Joint EGEE and OSG Workshop on VO Management in Production Grids
HPDC 2008, Boston, MA, USA
HPDC 2008, Boston, MA, USA
Erwin Laure(CERN/EGEE), Miron Livny(Univ. of Wisconsin, Madison)
With the establishment of large scale multidisciplinary production Grid infrastructures such as the EGEE, OSG, DEISA, TeraGrid, or NAREGI, the concept of Virtual Organizations (VO) has been constantly refined and efficient management of VOs and their policies is becoming one of the central topics for these infrastructures.
This workshop is the third of the series on topics in production Grids that was initiated at HPDC-15 with the workshop on Management of Rights in Production Grids and followed by the workshop on Data Handling in Production Grids at HPDC-16.
This workshop will bring together practitioners and researchers on all aspects of VO management to discuss capabilities of existing technologies, identify areas where new functionalities are needed and explore how latest research results can be integrated into the software stack and procedures of production Grids.
Topics include, but are not restricted to:
Scalable VO management systems, establishment and closure of VOs
Mapping VO policies to the underlying resources
Managed vs. opportunistic resource usage, usage across VOs
Erwin Laure(CERN), Miron Livny(Univ. of Wisconsin, Madison)
The Sociology of the Grid1h
(Joint work with Carl Kesselman, USC/ISI)
The term virtual organization (VO), when used to denote a dynamic collection of individuals, institutions, and resources united by some common interest or task, has emerged as a popular, and presumably useful, organizing principle in distributed systems. It is common to see systems being deployed to support one or more VOs, policies may be expressed in terms of VOs, and services are required to support the creation and evolution of VOs.

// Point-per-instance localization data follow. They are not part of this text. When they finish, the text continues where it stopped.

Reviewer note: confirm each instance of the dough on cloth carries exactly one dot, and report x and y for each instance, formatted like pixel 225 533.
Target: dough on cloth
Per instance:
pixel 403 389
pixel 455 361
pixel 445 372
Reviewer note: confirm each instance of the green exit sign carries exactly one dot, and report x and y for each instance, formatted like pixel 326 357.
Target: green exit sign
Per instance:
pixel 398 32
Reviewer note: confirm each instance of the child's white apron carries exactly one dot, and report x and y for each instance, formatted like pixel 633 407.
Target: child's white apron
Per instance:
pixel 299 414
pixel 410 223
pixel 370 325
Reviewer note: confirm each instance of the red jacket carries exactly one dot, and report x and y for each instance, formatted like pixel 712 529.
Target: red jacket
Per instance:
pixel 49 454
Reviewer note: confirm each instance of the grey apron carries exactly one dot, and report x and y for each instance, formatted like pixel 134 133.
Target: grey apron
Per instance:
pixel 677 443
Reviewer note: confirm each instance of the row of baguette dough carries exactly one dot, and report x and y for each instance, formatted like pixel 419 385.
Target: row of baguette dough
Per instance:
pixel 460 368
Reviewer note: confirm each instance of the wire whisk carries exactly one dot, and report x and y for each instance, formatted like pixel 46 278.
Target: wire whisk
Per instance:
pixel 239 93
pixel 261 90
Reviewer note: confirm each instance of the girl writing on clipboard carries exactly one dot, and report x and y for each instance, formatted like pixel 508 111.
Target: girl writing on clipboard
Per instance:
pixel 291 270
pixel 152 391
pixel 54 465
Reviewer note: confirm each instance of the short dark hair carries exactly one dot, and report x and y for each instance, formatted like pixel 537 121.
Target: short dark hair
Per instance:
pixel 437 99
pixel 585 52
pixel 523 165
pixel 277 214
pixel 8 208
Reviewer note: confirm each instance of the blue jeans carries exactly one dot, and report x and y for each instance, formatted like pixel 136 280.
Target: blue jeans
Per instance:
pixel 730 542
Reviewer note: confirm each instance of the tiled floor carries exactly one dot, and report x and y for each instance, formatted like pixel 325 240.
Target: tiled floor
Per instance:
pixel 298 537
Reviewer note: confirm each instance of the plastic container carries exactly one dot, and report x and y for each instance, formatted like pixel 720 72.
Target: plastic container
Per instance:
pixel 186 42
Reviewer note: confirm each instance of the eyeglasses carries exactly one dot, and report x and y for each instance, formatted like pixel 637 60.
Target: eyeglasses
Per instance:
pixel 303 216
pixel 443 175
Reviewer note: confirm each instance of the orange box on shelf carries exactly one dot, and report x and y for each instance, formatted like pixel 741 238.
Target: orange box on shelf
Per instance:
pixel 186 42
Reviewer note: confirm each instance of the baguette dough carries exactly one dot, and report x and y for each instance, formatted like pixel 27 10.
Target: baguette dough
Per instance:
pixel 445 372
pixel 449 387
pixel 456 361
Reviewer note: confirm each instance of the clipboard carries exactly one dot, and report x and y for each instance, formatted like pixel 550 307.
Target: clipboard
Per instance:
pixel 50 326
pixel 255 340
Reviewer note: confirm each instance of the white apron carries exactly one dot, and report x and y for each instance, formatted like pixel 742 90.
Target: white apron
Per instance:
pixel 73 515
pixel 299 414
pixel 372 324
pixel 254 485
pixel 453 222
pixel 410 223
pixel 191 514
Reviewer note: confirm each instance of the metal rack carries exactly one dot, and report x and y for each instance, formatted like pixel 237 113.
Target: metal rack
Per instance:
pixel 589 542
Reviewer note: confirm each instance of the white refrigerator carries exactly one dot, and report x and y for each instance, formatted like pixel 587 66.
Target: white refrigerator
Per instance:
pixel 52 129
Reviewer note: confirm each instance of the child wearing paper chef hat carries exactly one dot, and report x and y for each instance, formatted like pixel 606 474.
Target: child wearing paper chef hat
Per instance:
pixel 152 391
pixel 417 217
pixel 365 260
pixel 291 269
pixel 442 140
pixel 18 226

Unfortunately, the popularity of the term has led to a lack of clarity in its meaning: at the limit, a VO could variously denote a multi-decadal scientific collaboration, a commercial outsourcing relationship, a weblog, or an email exchange between two individuals. Yet presumably these different scenarios vary greatly in their requirements for IT infrastructure support, security, reliability, performance, cost, and so on, and may benefit from different technical solutions. This lack of clarity hinders both communication and the identification of required tools.
Thus, we seek in this talk to clarify the VO concept and its implications for distributed system implementation--to define a "sociology of the grid."
VO Management in Production Grids
User management in DEISA30m
DEISA started in 2004 as an an infrastructure project of European HPC centres and currently continues as DEISA2. The objective is to enhance HPC opportunities for user communities by providing easy access to all systems. The vision is to have single sign on functionality and easy to understand authorisation policies. This presentation will discuss how the DEISA user administration is set up and which policies are implemented for authentication and authorization. The possibilities for interoperability with other infrastructures from the authentication and authorization perspective will be discussed.
Virtual Organization Management in EGEE30m
EGEE (Enabling Grids for eScience) operates a large scale production
Grid infrastructure federating over 250 sites from 48 countries
world-wide providing over 45000 CPUs and about 15 PB of disk storage to
a wide variety of scientific applications. Users in EGEE are organized in over 200 Virtual Organizations (VO) which allows them to collectively gain access to resources allocated to the VO. In this talk we discuss how EGEE defines the VO concept including different classes based on their geographic reach, explain how VOs can be set up, how to negotiate resource usage and what implications this has on sites.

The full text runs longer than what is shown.